Last night was loud and scary.
We had a line of thunderstorms move through and as is typical, I was on the covered front porch watching it approach. You probably know by now that I adore storms and am sometimes comforted by their appearance.
The wind began to howl, thunder shook the house and then lightning struck a tree in front of us.
I screamed like a girl (which makes sense because I am one, but for some reason I am slightly ashamed of the female hysterics) and I ran in the house. Shaking like a chihuahua on crack, I stood for a moment behind the glass door watching a light show that would have made Pink Floyd drool over the strobe effects. Then common sense kicked in as I watched limbs fly by reminiscent of a scene from Wizard Of Oz and I ran to grab sleeping children (how they were still sleeping is beyond me since a floor board creaking at 2 am can wake them from a sound sleep for a glass of water)

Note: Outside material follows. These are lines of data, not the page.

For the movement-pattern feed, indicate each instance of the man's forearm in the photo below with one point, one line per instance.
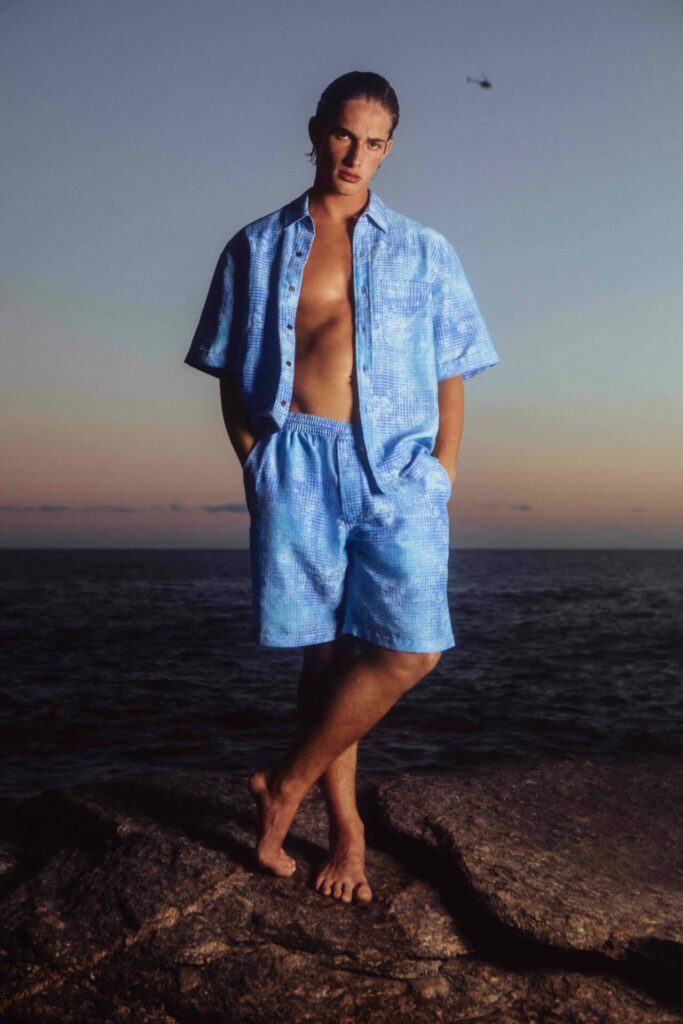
(236, 418)
(451, 418)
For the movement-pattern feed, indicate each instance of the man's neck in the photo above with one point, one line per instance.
(334, 208)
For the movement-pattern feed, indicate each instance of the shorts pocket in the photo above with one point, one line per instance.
(254, 453)
(443, 472)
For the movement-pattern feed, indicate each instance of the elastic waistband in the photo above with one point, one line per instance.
(310, 424)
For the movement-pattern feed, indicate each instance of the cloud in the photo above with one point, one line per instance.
(231, 507)
(22, 509)
(122, 509)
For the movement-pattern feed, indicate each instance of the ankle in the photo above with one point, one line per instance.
(347, 827)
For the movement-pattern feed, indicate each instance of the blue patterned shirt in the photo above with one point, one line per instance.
(416, 324)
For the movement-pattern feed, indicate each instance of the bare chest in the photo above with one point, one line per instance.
(327, 289)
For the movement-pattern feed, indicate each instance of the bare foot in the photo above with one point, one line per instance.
(343, 873)
(275, 815)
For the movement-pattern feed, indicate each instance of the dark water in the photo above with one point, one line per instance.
(117, 662)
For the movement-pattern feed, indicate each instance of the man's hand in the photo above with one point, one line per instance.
(451, 417)
(236, 418)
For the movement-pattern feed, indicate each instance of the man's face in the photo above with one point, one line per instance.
(352, 146)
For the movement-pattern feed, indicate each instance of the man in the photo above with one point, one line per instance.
(342, 332)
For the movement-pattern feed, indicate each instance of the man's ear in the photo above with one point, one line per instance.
(313, 131)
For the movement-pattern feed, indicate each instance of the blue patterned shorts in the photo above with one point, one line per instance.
(331, 554)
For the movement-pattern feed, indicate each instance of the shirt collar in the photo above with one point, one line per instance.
(298, 209)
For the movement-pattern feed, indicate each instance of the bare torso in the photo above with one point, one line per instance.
(325, 381)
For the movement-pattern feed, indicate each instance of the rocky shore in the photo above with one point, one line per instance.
(550, 892)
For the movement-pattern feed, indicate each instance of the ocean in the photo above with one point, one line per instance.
(117, 662)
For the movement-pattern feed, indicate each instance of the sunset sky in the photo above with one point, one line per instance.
(138, 136)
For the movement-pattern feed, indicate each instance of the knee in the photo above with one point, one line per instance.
(408, 668)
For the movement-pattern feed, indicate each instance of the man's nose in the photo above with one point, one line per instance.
(353, 155)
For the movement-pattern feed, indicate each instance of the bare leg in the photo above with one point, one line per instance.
(367, 689)
(343, 872)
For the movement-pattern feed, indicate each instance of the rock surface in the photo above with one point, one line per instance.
(550, 893)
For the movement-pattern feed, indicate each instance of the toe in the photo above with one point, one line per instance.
(364, 893)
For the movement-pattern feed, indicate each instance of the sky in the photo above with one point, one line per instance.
(139, 136)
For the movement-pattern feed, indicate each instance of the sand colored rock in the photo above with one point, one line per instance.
(140, 900)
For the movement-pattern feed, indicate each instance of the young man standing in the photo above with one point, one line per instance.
(342, 332)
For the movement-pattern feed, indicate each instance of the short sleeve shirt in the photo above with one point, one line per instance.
(417, 323)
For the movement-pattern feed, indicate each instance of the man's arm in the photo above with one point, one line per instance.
(236, 418)
(451, 417)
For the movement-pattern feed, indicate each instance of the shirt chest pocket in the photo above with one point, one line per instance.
(404, 306)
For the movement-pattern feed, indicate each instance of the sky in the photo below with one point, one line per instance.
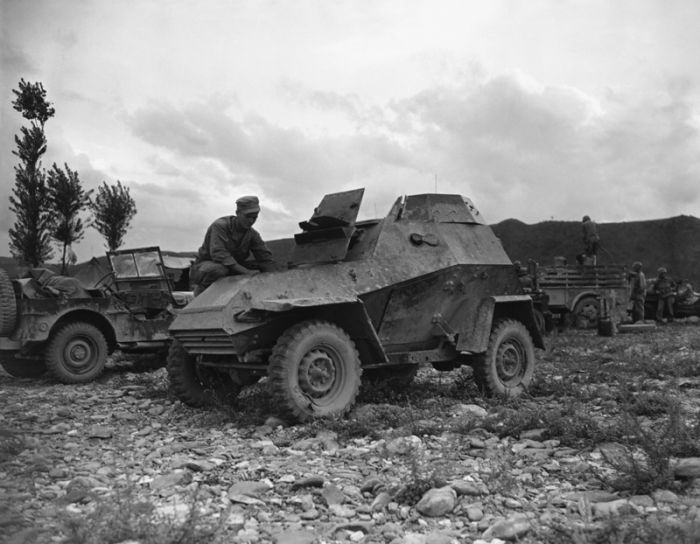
(534, 109)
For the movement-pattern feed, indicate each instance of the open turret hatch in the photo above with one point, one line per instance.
(326, 236)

I now know that I can’t lift both the small girls, because frankly…they aren’t small anymore. I can however carry a two year old on my hip and limp drag a 60lb child to a safe location. (Dear daughter, if you ever read this one day, I’m sorry about the door frame incident. I thought it was wider than that)
I could see some of the damage through the flashes of lightning last night, but couldn’t get a clear image in the night. It looked bad and my overly abundant imagination helped me picture every tree on our 3 acres scattered around like toothpicks in a accidental pallet spill at the toothpick packaging/shipping facility. Scorch marks dotting the ground from lightning strikes playing hop scotch were probably going to make my English Gardens look more like the base of Mount Vesuvius.
God gave me a vividly, horribly beautiful imagination.
The morning light reveals that we indeed have tree damage, but nothing like what I feared and nothing like what could have been.
…and frankly…don’t most fears dissipate in the light that replaces the dark?